In the last one week, there has been an animated conversation about unsafe abortions and their impact on the lives of women and girls. This conversation was sparked by a story published in a local daily. The story rekindled debate on the state of sexual and reproductive health, especially of adolescent girls and young women up to the age of 24.
Listening to the conversations, especially on broadcast media, the sense of despair among many contributors was palpable. Many wondered what needs to be done to change the situation.
The subject of unsafe abortions is complex and multifaceted. One of the strategies public health officials have proposed, to avert over half a million unsafe abortions, is that every sexually active woman of reproductive age has access to family planning information, services and contraceptives.
As the article correctly pointed out, women and girls seek to terminate pregnancies because they are unintended. Scores of sexually active women who want to stop or delay childbearing are not using any method of contraception. In technical terms, they are referred to as women with unmet needs for family planning.
The two women whose story is told in the article were sexually active but wanted to delay childbearing, yet they were not using any contraception.
Reducing the number of women with unmet needs for family planning is key to any efforts to stem the need for unsafe abortions.
All interventions to ensure that all sexually active women of reproductive age have access to family planning information and services they need comes down to sufficient funding.
Over the years, the family planning programme in Kenya has mostly depended on donor funding. A source that is unsustainable and fast dwindling.
The reproductive and maternal health services unit at the Health ministry recently provided figures to show just how dire the reduction has been. A fall from Sh700 million to Sh100 million over the last five years.
With the advent of devolution, the responsibility of planning and executing family planning programmes fell on county governments. The county governments also bear the responsibility of investing in the necessary enablers to provide family planning services.
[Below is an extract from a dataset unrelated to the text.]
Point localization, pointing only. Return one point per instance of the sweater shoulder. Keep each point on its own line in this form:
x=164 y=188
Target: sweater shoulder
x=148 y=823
Many county governments are currently developing multi-year actionable roadmaps called family planning costed implementation plans, designed to help them achieve their family planning goals.
These plans address and budget for all aspects of a family planning programme: demand creation, service delivery and access, contraceptive security. policy and enabling environment, financing and stewardship, management and accountability.
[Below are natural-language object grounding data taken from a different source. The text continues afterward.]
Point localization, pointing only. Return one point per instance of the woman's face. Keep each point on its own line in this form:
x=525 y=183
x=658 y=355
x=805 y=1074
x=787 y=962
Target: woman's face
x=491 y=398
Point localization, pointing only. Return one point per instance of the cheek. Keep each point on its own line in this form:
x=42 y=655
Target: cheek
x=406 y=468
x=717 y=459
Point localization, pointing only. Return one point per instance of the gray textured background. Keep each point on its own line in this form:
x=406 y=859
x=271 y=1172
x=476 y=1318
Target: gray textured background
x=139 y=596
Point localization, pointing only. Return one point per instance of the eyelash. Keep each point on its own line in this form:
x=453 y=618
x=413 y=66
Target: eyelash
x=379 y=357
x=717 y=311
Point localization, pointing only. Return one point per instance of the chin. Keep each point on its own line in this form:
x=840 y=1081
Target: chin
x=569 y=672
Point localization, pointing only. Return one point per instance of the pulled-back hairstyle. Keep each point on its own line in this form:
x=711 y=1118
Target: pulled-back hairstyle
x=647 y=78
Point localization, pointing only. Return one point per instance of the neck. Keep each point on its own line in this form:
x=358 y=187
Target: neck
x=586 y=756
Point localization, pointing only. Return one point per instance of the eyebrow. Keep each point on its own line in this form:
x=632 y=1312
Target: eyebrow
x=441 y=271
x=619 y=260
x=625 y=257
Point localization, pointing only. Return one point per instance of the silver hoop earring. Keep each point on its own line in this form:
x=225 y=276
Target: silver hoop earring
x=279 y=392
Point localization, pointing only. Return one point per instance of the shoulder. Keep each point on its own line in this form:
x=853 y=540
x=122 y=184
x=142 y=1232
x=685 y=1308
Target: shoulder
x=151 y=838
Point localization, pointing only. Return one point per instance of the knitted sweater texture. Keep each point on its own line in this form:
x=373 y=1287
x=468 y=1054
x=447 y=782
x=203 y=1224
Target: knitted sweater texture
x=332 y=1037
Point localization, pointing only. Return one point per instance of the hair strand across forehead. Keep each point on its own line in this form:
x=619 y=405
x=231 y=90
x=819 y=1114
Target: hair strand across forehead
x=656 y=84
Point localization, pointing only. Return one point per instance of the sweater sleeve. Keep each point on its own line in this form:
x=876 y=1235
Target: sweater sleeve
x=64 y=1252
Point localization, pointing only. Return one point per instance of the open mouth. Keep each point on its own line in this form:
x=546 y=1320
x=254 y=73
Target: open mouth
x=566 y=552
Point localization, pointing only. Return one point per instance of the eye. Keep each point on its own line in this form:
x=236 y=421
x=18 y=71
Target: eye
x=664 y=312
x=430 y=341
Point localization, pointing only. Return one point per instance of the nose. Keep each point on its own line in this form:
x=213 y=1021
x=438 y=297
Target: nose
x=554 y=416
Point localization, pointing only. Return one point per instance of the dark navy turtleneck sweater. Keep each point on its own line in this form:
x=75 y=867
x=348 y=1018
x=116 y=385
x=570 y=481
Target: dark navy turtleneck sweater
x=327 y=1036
Nandi county, for example, recently launched its family planning costed implementation plan 2017–2021. The plan estimates that the county needs Sh1 billion over the next five years for the family planning programme. The funds are earmarked for things such as medical supplies, awareness campaigns and to pay for salaries for healthcare workers.
Other counties that have launched plans include Kilifi, Mombasa and Nakuru. Hopefully, these plans will result in sufficient budgetary allocation for the health sector. And that this will enable the sector to lead efforts in bringing down the high number deaths and injuries that hundreds of thousands of women and girls suffer due to unsafe abortions.